Last chance to save parts of health service from collapse

Nurses and doctors living in the Republic and working in the north are "anxious" and want reassurance about their future after Brexit
Nurses and doctors living in the Republic and working in the north are "anxious" and want reassurance about their future after Brexit Nurses and doctors living in the Republic and working in the north are "anxious" and want reassurance about their future after Brexit

HEALTH chiefs have revealed plans which they admit are likely to be the last chance to save important services from collapse.

The Department of Health acknowledges, in today's Workforce Strategy 2026, "the consequences of failure to achieve the aims and objectives of this strategy are grave" and would see continued increased in "already unsustainable rate of agency and locum expenditure" and further waiting lists rises.

"Health and social care services will become unsustainable, and the longer this continues, the more difficult it will be to transform these services."

Designed to address issues with supply, recruitment and retention of staff by 2026, the department said it is "a deliberately ambitious strategy".

It includes three `action plans', with "oversight mechanisms" to monitor the department's progress.

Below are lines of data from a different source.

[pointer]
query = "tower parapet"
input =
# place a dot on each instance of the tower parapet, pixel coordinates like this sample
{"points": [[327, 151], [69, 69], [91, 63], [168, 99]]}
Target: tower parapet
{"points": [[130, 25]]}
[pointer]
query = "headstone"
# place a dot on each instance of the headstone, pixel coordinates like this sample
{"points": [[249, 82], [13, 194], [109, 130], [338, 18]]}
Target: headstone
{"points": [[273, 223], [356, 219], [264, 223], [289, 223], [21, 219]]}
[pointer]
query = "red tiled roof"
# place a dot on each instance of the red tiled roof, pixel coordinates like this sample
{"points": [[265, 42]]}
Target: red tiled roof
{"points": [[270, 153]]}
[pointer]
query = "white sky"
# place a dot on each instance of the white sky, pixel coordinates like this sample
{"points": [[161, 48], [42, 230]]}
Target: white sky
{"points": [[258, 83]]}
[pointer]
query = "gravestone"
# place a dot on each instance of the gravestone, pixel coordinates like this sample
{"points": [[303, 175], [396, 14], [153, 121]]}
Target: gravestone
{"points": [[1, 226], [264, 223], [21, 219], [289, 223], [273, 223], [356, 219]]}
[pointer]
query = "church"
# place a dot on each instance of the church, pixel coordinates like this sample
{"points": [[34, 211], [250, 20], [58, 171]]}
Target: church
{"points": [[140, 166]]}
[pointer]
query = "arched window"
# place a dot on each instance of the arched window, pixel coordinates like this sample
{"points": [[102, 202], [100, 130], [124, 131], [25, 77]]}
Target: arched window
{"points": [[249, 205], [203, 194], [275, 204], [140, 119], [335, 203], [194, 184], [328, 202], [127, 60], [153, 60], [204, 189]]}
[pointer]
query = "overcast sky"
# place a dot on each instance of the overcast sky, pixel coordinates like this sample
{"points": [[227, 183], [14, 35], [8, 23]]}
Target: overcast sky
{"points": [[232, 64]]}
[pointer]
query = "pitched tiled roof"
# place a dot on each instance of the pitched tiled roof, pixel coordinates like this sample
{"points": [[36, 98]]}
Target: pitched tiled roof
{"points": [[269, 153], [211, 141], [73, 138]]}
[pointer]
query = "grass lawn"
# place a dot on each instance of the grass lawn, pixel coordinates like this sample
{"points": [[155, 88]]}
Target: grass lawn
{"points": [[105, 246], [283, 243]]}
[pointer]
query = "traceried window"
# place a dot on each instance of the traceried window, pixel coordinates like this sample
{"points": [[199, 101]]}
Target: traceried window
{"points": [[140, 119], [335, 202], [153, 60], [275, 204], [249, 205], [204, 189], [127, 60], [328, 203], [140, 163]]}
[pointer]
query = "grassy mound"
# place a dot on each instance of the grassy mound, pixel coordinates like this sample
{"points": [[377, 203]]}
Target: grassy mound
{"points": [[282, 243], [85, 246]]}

The document has been drawn in part from detailed consultation with staff, which revealed serious concerns among medical professionals.

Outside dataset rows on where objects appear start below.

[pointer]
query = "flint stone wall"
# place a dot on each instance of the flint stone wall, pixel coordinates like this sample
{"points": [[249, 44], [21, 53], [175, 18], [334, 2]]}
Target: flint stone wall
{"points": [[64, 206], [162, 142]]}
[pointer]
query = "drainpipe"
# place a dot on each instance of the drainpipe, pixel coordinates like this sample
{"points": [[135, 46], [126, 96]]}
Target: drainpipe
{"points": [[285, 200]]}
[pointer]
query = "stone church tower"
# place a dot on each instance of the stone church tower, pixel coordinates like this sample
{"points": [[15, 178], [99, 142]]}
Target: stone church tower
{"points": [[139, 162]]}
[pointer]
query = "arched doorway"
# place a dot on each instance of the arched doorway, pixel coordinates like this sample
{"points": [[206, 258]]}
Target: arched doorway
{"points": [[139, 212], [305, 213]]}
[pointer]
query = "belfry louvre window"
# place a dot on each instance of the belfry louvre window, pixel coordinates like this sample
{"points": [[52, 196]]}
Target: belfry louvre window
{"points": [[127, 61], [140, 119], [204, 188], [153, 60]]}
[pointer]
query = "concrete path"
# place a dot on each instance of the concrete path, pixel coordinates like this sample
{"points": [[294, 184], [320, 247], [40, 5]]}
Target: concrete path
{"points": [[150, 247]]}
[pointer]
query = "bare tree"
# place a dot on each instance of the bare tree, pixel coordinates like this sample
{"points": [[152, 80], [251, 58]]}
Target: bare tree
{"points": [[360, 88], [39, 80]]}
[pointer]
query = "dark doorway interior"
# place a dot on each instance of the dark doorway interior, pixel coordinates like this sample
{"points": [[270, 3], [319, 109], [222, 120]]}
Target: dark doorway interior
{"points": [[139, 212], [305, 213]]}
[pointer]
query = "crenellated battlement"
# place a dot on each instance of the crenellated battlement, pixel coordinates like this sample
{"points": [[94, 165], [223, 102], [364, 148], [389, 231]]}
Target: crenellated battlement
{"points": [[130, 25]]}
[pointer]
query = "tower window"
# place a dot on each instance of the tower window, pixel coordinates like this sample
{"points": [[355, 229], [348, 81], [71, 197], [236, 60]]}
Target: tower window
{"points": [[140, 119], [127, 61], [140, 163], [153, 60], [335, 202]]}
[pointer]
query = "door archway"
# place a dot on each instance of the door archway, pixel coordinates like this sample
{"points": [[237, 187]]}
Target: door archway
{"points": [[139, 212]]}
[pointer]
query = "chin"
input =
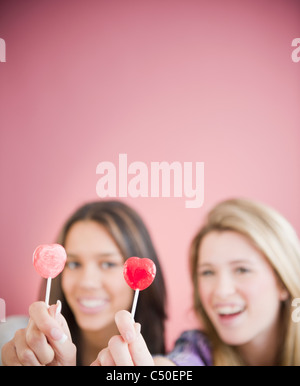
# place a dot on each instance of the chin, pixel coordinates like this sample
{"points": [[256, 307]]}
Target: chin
{"points": [[234, 339]]}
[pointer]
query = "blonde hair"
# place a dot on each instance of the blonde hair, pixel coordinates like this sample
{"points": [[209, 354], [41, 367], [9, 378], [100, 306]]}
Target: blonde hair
{"points": [[273, 235]]}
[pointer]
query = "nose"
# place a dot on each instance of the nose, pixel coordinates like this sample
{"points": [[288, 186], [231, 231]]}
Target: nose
{"points": [[91, 277], [224, 286]]}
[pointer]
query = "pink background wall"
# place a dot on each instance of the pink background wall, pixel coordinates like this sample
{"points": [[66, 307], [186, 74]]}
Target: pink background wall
{"points": [[84, 81]]}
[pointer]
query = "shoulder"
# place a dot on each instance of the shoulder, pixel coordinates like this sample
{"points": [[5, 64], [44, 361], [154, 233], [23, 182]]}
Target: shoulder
{"points": [[192, 348], [9, 327]]}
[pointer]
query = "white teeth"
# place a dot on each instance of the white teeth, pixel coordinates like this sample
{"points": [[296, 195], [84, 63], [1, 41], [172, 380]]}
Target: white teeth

These include a warning that some GPs "consider the role is at `tipping point' - the job has become undoable; expectations are too high, with too much to do in too little time".

Nurses and doctors living in the Republic and working in the north are "anxious" and want reassurance about their future after Brexit.

Meanwhile, "significant" consultant vacancies are because of "a combination of lower remuneration, workload, lack of autonomy and underinvestment in services", which makes the role less attractive in the Northern Ireland than the UK and Ireland.

Key targets include:

- Non-salary incentive programmes to recruit/retain staff and deal with pressures in less popular specialties and locations.

- A new regional staff health and wellbeing policy and more investment in occupational health services

- A work-life balance policy for health and social care workers.

- Simplified employment arrangements - possibly a single employer for all health and social care staff

John D Woods of BMA NI said, as outlined, the strategy "will, over time, help address serious problems among the medical workforce".

"The pressure healthcare staff are under on a daily basis cannot be overstated and reducing this pressure is central to making the health and social care sector somewhere people want to work," he said.

Dr Woods warned the plans need "to be coupled with a reduction in waiting lists, pay parity and more staff on the ground".